Not sure altogether if we are speaking about the wine or biocide. Wine has a density of 1,005 so mixing weight (mg) with volume (l) is a foul play that gives acceptable results.
Hopefully, we agree that ppm is a unit-less multiplier. Per-cent is 1/100, per-million is 1/10^6.
The AMM above says PPM (by volume) thus I would expect a proper calculation in volume : volume units. To adress the density issue (fuel tank gauges in KG, dosage in l or ml -
I only assume here), the calculation guidelines in a
pilot-proof world would need to take this form:
Using your numbers of 7000 L fuel to achieve 100 ppm by volume, 0.7 L of agent needs to be added. And that is 735 g of the matter. If you say the recipe on the can does actually instruct to mix mili- or kilo- grammes on one side and mili- or full liters on the other (either way) - I'll take your word for it. But calling that ppm is gobbledygook.

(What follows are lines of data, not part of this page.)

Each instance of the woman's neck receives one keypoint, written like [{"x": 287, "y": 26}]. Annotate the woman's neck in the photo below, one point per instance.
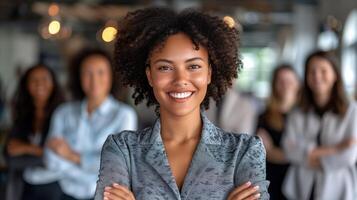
[
  {"x": 180, "y": 128},
  {"x": 285, "y": 105},
  {"x": 321, "y": 100},
  {"x": 93, "y": 103},
  {"x": 39, "y": 104}
]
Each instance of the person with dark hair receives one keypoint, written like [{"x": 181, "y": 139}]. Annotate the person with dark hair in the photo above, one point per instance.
[
  {"x": 271, "y": 125},
  {"x": 177, "y": 62},
  {"x": 79, "y": 128},
  {"x": 37, "y": 96},
  {"x": 321, "y": 134}
]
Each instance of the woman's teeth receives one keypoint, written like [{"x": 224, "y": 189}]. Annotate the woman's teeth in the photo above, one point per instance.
[{"x": 180, "y": 95}]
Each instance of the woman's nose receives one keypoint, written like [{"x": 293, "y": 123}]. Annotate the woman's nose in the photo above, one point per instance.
[{"x": 181, "y": 77}]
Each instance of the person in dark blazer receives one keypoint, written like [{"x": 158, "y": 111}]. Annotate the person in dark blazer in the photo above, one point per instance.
[
  {"x": 178, "y": 61},
  {"x": 37, "y": 96}
]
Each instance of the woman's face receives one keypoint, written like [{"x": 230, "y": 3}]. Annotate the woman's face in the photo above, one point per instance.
[
  {"x": 40, "y": 84},
  {"x": 286, "y": 85},
  {"x": 96, "y": 77},
  {"x": 179, "y": 75},
  {"x": 320, "y": 76}
]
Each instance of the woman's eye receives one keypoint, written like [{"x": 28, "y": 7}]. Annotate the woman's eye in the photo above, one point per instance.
[
  {"x": 164, "y": 68},
  {"x": 192, "y": 67}
]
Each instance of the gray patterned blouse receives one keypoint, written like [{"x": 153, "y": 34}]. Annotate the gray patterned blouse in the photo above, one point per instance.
[{"x": 221, "y": 162}]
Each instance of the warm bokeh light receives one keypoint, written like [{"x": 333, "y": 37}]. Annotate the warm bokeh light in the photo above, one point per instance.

One more thing I inserted into that pilot-proof example. Realistic values. Which provides the reader with an outlook on what his result should look like. Compare that with the AMM original text suggesting adding 10000 kg / lbs ontop 10000 kg/lbs of fuel already there. Pardon me? There is no tank on the machine that'd hold 10.000 kg of fuel nor 20000 lbs by a wide margin!

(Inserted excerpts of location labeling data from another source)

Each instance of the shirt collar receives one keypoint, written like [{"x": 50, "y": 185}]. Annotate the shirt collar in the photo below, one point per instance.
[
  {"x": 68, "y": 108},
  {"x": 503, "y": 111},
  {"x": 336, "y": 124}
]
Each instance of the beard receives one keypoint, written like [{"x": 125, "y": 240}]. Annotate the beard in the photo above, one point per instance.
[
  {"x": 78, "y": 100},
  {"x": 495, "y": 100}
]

Massive case study on how many things can be unhelpful in a technical writing. Unhelpful actually does mean incorrect and wrong. Human Factors - biting the bottoms since well before the Wright brothers.
With Occam's razor, my gut feeling is that the decimal denominator "," "." actually got mixed (same happened in posts #56 and #57 here) and something got multiplied by 1000 rather than divided. Who knows, happy everyone survived to tell the tale.